I want to run multiple worker daemons on single machine. As per damienfrancois's answer on what is the minimum number of computers for a slurm cluster it can be done. Problem is currently I am able to execute only 1 worker daemon on one machine. for example
When I run
sudo slurmd -N linux1 -cDvv
sudo slurmd -N linux2 -cDvv
linux1 goes down when I run linux2. Is it possible to run multiple worker daemons on one machine?
Here is my slurm.conf file
as your intention seems to be just testing the behavior of Slurm, I would recommend you to use the front-end mode, where you can create dummy computation nodes in the same machine.

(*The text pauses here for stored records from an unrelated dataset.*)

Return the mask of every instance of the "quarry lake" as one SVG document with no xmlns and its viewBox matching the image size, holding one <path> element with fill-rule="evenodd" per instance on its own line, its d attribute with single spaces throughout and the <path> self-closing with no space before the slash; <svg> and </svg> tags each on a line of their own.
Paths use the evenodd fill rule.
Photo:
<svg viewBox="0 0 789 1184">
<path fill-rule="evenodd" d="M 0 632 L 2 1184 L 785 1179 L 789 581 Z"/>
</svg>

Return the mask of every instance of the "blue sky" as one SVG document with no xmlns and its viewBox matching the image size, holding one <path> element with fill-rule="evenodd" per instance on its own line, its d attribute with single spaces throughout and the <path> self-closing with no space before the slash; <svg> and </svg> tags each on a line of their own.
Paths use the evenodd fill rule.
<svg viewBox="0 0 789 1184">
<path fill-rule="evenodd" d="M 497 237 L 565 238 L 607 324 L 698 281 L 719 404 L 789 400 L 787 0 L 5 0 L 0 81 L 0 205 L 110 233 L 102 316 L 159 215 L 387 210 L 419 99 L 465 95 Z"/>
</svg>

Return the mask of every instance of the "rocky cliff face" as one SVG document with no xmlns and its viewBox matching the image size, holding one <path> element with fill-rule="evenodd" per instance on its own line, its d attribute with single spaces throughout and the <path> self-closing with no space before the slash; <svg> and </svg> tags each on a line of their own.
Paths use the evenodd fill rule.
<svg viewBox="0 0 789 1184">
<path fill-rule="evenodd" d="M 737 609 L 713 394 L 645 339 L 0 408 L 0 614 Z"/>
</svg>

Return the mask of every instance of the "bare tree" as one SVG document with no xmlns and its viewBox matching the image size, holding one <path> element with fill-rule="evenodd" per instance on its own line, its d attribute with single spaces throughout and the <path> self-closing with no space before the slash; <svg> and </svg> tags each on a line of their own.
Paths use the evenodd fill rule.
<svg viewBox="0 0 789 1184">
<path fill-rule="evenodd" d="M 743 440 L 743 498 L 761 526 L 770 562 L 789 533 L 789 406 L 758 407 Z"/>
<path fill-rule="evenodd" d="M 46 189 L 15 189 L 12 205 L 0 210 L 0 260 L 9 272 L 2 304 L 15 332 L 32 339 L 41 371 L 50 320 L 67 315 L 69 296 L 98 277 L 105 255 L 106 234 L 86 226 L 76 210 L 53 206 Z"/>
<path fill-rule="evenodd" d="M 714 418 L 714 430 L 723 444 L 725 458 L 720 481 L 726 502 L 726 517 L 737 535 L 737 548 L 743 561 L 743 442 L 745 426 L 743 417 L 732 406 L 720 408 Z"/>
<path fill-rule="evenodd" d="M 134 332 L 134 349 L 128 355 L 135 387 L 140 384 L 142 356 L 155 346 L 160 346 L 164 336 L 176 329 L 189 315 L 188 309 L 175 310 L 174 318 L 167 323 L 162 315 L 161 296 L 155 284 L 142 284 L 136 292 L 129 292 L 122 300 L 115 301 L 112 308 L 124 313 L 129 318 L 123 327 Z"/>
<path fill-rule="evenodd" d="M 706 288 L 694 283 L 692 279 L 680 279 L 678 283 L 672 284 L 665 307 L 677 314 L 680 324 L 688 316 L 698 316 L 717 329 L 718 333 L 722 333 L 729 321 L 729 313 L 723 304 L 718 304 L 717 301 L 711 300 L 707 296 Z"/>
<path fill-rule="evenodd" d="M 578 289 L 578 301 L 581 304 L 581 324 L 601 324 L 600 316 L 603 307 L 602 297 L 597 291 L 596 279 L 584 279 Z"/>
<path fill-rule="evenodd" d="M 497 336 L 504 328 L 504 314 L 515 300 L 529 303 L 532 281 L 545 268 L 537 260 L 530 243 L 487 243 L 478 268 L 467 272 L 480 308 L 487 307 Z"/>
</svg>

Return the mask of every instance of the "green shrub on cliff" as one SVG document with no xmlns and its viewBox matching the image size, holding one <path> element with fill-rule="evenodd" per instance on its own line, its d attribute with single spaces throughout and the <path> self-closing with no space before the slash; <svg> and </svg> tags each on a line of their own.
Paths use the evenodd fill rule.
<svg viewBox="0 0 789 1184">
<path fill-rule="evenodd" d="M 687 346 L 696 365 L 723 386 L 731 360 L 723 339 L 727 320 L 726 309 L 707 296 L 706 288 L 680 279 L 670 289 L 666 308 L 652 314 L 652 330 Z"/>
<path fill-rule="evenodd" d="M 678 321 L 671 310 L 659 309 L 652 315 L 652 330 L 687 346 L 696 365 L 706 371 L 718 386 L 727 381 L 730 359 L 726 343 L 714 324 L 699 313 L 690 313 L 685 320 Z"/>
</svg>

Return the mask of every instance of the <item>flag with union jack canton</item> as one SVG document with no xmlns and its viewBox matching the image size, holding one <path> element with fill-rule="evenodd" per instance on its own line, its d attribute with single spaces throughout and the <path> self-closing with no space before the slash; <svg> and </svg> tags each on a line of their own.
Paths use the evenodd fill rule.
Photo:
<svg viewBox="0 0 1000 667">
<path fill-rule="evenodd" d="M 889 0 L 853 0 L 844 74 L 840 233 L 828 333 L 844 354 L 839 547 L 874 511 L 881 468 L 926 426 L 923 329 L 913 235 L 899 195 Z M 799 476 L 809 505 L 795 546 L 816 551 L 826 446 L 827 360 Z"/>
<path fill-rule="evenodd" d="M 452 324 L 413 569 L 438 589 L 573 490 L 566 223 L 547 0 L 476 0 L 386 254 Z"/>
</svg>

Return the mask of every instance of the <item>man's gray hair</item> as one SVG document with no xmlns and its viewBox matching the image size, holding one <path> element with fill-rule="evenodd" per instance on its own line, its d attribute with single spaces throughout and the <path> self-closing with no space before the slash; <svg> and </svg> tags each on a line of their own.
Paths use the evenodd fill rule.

In their FAQ, you have more details, but basically you must configure your installation to work with this mode:
./configure --enable-front-end
And configure the nodes in slurm.conf
NodeName=test[1-100] NodeHostName=localhost
In that guide, they also explain how to launch more than one real daemons in the same node by changing the ports, but for my testing purposes it was not necessary.
Good luck!
I got the same issue as you, I resolved it by modifying the paths of log files as mentioned there multiple slurmd support.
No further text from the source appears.